On Oct. 13, 2021, Gov. Roy Cooper signed House Bill 951 Energy Solutions for North Carolina (HB951) into law, enacting a decade’s worth of energy policy to come. This bipartisan legislation–borne of a lengthy stakeholder process initiated in the North Carolina House of Representatives and culminating last week with the release of a compromise bill negotiated between Senate leader Phil Berger and Gov. Cooper–will alter North Carolina’s energy policy landscape in a number of significant ways. Here we summarize what was signed into law and what it means for sustainable energy in North Carolina.
At merely ten pages long, HB951 packs a lot of policy into a short piece of legislation.

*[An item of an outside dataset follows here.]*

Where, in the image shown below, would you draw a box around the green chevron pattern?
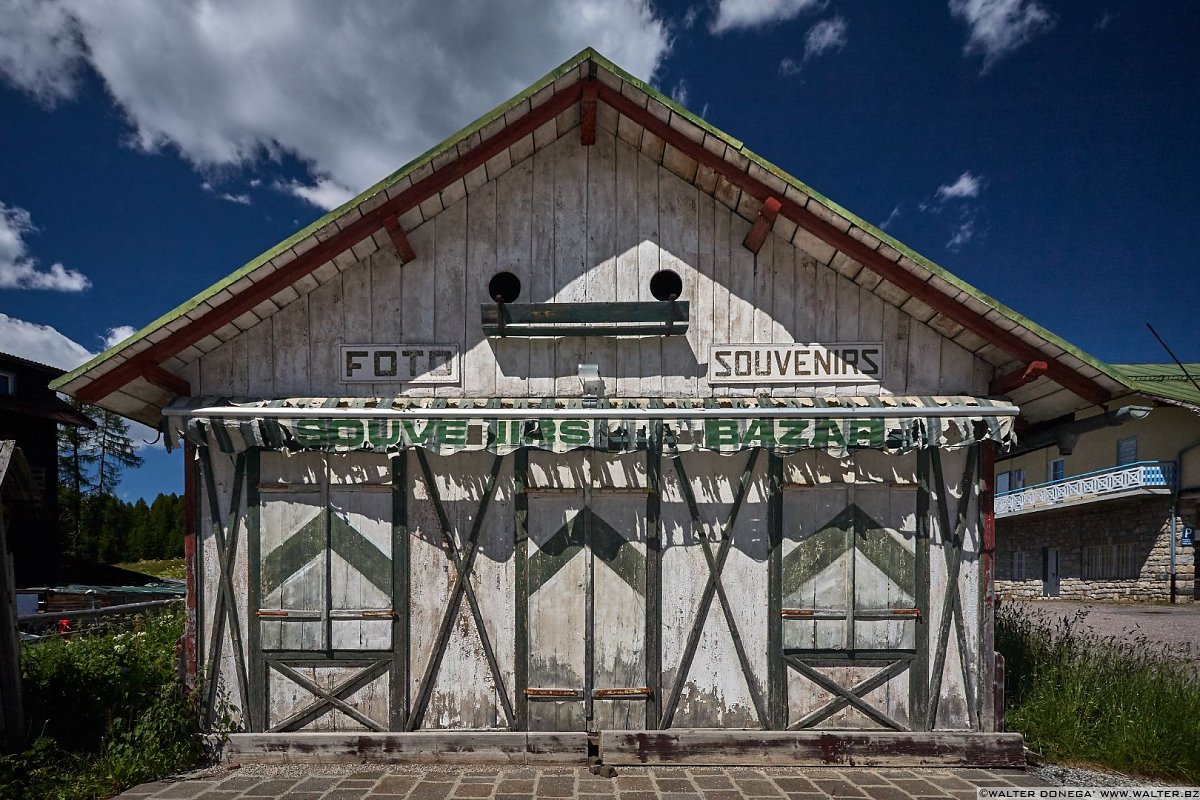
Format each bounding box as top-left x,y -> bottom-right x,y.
259,512 -> 391,596
784,504 -> 917,597
529,506 -> 646,596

Now effectively law, HB951 lays out the following changes and directives:
- Carbon Reduction – HB951 requires the NC Utilities Commission (NCUC) to take "all reasonable steps" to achieve 70 percent carbon emissions reductions from 2005 levels by 2030, and achieve carbon neutrality by 2050. The NCUC is also required to make a Carbon Plan by December 2022 to meet this goal using a least-cost approach, which will be developed in concert with stakeholders and utilities and will be revisited every two years. The carbon goals can be achieved via use of technologies such as power generation, transmission and distribution, grid modernization, storage and energy efficiency measures, demand-side management, and the latest technological breakthroughs that meet the least-cost criteria.

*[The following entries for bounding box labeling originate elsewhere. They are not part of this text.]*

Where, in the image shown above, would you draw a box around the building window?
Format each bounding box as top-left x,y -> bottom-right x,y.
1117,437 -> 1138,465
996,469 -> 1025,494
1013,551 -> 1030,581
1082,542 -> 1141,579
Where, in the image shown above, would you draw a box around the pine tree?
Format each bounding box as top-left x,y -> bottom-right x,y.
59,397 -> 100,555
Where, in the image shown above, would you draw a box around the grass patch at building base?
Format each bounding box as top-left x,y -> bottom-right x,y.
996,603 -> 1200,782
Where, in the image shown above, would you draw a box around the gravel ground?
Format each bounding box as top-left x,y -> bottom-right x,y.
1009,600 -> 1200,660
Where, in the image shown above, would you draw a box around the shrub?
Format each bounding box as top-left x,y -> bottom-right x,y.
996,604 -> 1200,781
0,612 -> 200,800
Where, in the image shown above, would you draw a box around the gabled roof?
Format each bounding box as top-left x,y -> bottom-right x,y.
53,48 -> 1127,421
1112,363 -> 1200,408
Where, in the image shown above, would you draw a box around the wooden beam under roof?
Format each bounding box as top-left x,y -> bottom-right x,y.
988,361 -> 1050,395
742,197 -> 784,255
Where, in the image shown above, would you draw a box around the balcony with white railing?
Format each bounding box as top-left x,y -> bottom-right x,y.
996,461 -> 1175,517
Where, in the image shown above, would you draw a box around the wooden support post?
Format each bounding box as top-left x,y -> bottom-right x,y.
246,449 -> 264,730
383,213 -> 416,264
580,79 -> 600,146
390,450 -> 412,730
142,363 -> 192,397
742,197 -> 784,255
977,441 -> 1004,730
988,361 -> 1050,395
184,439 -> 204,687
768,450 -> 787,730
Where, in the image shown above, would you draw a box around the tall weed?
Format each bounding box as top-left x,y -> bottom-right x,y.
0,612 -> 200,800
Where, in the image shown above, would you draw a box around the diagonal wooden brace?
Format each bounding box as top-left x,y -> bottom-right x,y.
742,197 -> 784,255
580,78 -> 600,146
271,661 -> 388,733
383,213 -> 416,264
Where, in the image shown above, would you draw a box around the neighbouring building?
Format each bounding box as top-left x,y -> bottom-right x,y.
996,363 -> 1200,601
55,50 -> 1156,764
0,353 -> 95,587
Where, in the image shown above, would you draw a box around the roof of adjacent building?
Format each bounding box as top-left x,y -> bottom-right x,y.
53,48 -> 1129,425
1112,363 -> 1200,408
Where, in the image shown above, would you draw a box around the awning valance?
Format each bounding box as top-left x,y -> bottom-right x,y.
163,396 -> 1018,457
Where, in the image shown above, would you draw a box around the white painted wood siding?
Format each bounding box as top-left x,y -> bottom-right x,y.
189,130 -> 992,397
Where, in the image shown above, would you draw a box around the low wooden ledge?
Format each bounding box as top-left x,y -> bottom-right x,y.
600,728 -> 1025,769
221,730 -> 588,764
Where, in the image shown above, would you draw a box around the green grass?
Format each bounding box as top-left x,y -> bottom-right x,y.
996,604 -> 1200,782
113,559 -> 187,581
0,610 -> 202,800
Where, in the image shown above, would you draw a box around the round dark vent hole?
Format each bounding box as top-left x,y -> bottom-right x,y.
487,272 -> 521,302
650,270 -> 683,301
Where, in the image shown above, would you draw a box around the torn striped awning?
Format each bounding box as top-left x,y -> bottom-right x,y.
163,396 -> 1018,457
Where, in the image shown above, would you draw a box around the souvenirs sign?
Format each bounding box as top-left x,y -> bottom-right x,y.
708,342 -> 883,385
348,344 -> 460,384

- Clean Energy Transition – HB951 requires securitization of 50 percent of subcritical coal plant retirements, resulting in an estimated $1 billion in un-depreciated coal to be securitized. The bill also continues the Competitive Procurement of Renewable Energy (CPRE) program into 2022, and establishes an independent power producer (IPP)/utility ownership split of 45 percent/55 percent for new solar and solar plus storage generation. It also allows for procurement of other generation sources to meet the bill's carbon reduction goals, though those will be 100 percent utility-owned. The bill also allows for some IPPs to blend and extend their existing power purchase agreement contracts with the utility for up to ten years. HB951 also includes a provision mandating the NC Department of Environmental Quality (DEQ) to develop a plan to ensure "adequate financial resources" for the decommissioning of utility-scale solar projects.

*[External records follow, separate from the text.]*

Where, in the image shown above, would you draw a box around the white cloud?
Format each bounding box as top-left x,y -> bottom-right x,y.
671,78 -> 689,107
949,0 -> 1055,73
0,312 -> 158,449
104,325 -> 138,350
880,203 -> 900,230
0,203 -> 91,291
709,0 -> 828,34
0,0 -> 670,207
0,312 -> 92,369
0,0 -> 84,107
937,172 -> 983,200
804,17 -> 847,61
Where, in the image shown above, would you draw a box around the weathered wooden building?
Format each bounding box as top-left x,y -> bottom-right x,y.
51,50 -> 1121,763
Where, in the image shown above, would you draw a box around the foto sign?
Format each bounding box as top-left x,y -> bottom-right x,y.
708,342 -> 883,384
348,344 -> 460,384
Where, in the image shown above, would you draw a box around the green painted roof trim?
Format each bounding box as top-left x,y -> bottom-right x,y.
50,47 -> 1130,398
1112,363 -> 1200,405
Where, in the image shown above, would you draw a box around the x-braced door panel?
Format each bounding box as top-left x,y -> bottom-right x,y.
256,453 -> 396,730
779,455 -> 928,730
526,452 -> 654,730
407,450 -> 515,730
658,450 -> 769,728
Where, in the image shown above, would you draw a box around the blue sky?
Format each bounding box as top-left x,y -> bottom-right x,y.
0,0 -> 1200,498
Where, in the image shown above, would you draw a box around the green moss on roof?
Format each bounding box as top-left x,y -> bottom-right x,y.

- Regulatory Reform – HB951 reforms North Carolina's longstanding regulations for privately-owned monopoly utilities to provide electricity services by establishing performance-based regulation (PBR). This PBR provision allows for the utility to file for approval of multi-year rate plans (MYRPs) that incorporate one or more performance incentive mechanisms (PIMs) in addition to a decoupling rate-making mechanism for the residential customer class. The NCUC maintains the authority to approve or modify PIMs to make sure they encourage the utility to achieve certain policy goals such as reducing low-income energy burdens, expanding energy efficiency opportunities, etc.
- Rulemaking – HB951 tasks the NCUC with implementing most provisions of the bill and with various rule-making responsibilities, including evaluating and modifying existing standby service charges, revising the net metering rate, establishing an on-utility-bill repayment program related to energy efficiency investments, and establishing a rider for a voluntary program that will allow industrial, commercial, and residential customers to purchase renewable energy or renewable energy credits from the electric public utility.
Next Step: Implementation
Like any major piece of legislation, HB951 is imperfect, and implementation of the bill will be critically important, and much of the work ahead will take place before the NC Utilities Commission. NCSEA looks forward to remaining engaged in both the legislative and regulatory arenas, working with members, partners, and fellow stakeholders, to ensure the best possible outcome for North Carolina.